Checkmarx discovered an 'activity' that could be launched by any other app installed on the Android device while analysing the Ring Android app. An 'activity' on Android is a programme 0component that displays a screen that users can interact with to perform a specific action. When developing an Android app, you can expose that activity to other installed apps by including it in the app's manifest file.

Checkmarx discovered that the 'com.ringapp/com.ring.nh.deeplink.DeepLinkActivity' activity was exposed in the app's manifest, enabling any other install app to launch it.

"This activity would accept, load, and execute web content from any server, as long as the Intent's destination URI contained the string “/better-neighborhoods/”," explained a report by Checkmarx shared with BleepingComputer before publishing.

This meant they could start the activity and send it to an attacker-controlled web server to interact with it. However, only pages hosted on the ring.com or a2z.com domains were able to interact with the activity.

The Checkmarx researchers got around this restriction by discovering an XSS vulnerability on the https://cyberchef.schlarpc.people.a2z.com/ URL, which allowed them to compromise the system.

"With this cookie, it was then possible to use Ring’s APIs to extract the customer’s personal data, including full name, email, and phone number, and their Ring device’s data, including geolocation, address, and recordings." - Checkmarx.

With a working attack chain in place, the researchers could have exploited the vulnerability by developing and publishing a malicious app on Google Play or another site. Once a user was duped into installing the app, it would launch the attack and send the Ring customer's authentication cookies to the attackers.

Analyzing videos with machine learning

However, as a threat actor, what would you do with the massive amount of videos that you could gain access to by exploiting this vulnerability?

Checkmarx discovered that they could sift through the videos using the Amazon Rekognition service, an image and video analysis service. The service could use machine learning to find videos of celebrities, documents containing specific words, or even a password scribbled carelessly on a post-it note stuck to a monitor.

This information could then be relayed back to the threat actor, who could use it for extortion, network intrusion, or simply to be a voyeuristic observer. The good news is that Amazon quickly responded to Checkmarx's bug report and released a fix.
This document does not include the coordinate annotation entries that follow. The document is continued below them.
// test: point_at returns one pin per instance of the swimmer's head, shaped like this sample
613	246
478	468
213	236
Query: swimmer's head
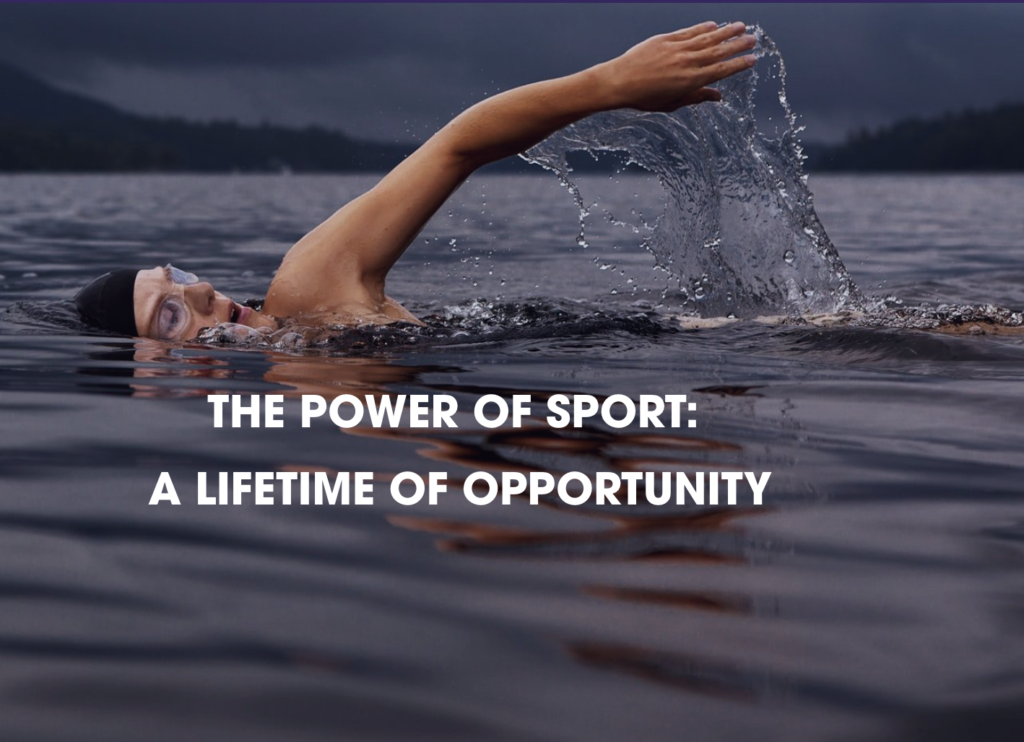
161	303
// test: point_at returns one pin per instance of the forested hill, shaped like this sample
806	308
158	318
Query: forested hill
46	129
983	141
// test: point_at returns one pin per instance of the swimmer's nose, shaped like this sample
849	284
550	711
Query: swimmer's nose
201	297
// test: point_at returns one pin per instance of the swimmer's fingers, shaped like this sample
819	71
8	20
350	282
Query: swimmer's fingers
716	37
724	69
692	32
724	51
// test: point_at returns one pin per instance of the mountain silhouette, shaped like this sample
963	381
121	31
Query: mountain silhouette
43	128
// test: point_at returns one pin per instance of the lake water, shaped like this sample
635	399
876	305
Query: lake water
878	594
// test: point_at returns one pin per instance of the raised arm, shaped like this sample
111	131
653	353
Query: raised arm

"It was a pleasure to collaborate so effectively with the Amazon team, who took ownership and were professional through the disclosure and remediation process," concluded the Checkmarx report.

"We take the security of our devices and services seriously and appreciate the work of independent researchers. We issued a fix for supported Android customers back in May, soon after the researchers' submission was processed. Based on our review, no customer information was exposed," Ring told BleepingComputer.